The people in camp were ordered to dig pits. Pritchard and Blondin dug a large one about five feet deep and placed flour sacks around it. Water came into the bottom, so brush was placed there. About twenty people could fit into the pit.
Again they were on the move. The new camp was used for nearly a week, when again the tents were torn down. They travelled all day until eleven at night. Nault helped make Mrs. Gowanlock comfortable in camp, but she still disliked him. On Monday, May 31, General Strange's scouts were seen, and many rumors were flying. A quick move was made by the Indians, leaving the half-breeds behind. Pritchard and five other families fled in the opposite direction through the woods in wagons. On the night of June 3, scouts rode in.
There were tears at the moment of rescue. In the company of William McKay and Peter Ballentyne of Battleford, they proceeded to Fort Pitt. There they were welcomed and put on a steamer for Battleford. The Reverend Mr. Gordon accompanied them. They were taken to the residence of Mr. Laurie. All along the North Saskatchewan River they had seen Indians waving little white flags to show they desired peace.
The trip back east was begun. On July 12 Theresa Gowanlock was back in Parkdale, Ontario, It was there that the book was printed the same year. In the months that followed her rescue, she had many thoughts. "Is it best for mankind not to know the future?

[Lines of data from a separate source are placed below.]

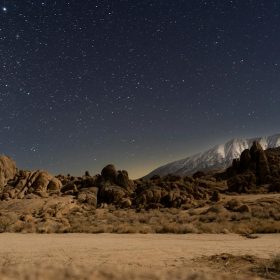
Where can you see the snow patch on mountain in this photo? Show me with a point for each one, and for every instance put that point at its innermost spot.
(218, 157)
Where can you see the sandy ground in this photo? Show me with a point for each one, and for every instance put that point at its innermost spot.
(135, 252)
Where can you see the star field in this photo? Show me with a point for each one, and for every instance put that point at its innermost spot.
(134, 83)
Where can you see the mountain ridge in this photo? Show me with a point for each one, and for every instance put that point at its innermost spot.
(217, 157)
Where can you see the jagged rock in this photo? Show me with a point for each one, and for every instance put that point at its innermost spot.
(111, 194)
(24, 183)
(7, 170)
(69, 187)
(88, 196)
(124, 181)
(215, 196)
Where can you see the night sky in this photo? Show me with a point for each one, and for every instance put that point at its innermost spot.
(85, 83)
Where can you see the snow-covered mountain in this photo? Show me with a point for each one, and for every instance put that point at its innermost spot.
(218, 157)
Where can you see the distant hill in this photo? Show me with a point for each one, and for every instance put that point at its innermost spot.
(218, 157)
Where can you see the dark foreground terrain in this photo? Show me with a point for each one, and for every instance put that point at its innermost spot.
(236, 206)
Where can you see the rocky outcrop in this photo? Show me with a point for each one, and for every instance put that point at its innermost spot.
(26, 184)
(255, 168)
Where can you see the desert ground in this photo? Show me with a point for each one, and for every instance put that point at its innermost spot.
(137, 256)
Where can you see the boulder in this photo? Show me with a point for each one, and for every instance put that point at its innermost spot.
(109, 173)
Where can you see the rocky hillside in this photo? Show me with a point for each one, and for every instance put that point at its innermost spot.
(109, 187)
(257, 170)
(218, 157)
(254, 170)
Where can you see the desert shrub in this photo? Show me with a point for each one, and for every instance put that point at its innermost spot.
(7, 220)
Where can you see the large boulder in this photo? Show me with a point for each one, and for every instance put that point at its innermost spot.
(26, 183)
(124, 181)
(7, 170)
(109, 173)
(112, 194)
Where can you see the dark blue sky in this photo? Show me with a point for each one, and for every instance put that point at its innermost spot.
(134, 83)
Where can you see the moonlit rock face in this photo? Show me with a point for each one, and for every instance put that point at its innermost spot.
(220, 156)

As for the situation in the west - if there was discontent, there must have been grievances to lead to the 'suffering, evils and excesses.' The dispensers of law and order did not remove the grievances in time."

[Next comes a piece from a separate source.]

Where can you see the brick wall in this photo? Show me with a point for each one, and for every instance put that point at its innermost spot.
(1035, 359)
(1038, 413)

"The facts show that Indians are not treated properly. No distinction is made between good and bad Indians. They would be, in many cases, better off without the missionary. There is need for agreement on a non-sectarian basis for their efforts. Evangelization would be quicker, better for Indians, and more honorable for the Christian Church. Give the Indians the Gospel in its simplicity without the ritual of the denominations." Mrs. Gowanlock included this hymn for her readers:
Once I thought my cross was heavy,
And my heart was sore afraid,
Summoned forth to stand a witness
For the cross of truth betrayed.
"Send, 0 Lord, I prayed, some Simon
As of old was sent to Thee."
"Be a Simon", said the Master,
"For this cross belongs to me."
Still is crucified my Saviour
I must, myself, a Simon be,
Take my cross and walk humbly
Up the slopes of Calvary.
John Gowanlock (1861 - 1885)
In ill health at nineteen, John was advised by his doctor to change climate. He ran a store at Battleford where he was well liked. The government wanted mills for four reserves in the Frog Lake area, so with Mr. Laurie and twenty-eight hundred dollars he went to Ontario for machinery. There he took care of the purchasing and supervised the shipping. He was a temperance man of the Battleford Presbyterian Church.

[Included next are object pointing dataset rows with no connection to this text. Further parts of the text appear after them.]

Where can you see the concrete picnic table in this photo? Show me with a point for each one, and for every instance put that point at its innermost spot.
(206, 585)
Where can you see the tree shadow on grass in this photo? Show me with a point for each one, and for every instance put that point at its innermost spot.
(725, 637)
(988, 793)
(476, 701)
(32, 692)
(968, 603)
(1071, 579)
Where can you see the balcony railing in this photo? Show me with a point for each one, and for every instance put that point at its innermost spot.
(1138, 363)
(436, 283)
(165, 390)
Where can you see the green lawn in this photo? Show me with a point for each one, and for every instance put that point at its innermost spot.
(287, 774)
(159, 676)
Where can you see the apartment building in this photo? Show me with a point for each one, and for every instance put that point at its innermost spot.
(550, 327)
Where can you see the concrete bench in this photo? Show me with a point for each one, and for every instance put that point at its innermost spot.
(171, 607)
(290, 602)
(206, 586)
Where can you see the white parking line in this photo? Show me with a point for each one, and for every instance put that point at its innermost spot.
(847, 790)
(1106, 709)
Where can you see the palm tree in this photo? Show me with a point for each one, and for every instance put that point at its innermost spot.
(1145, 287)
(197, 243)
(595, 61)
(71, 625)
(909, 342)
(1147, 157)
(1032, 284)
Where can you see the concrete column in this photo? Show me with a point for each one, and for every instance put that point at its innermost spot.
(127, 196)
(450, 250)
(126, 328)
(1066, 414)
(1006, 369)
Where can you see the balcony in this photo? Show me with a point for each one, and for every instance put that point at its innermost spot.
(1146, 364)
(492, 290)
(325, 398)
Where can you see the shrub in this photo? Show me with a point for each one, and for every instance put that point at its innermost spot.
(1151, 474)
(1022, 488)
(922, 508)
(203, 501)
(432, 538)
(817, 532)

William Campbell G. Gilchrist
This Ontario postmaster's son died at the age of twenty- four. He was a clerk for McTavish of Lindsay, Ontario, and later a clerk and telegraph operator. After meeting A.G. Cavana, a surveyor to the Territories, he signed on as a bookkeeper and assistant surveyor. He left the East, arriving in Winnipeg in the spring of 1882, and coming on west in 1883. In the fall he met John Gowanlock, a member of the Presbyterian Church. He had intended to enter Manitoba College as a theology student.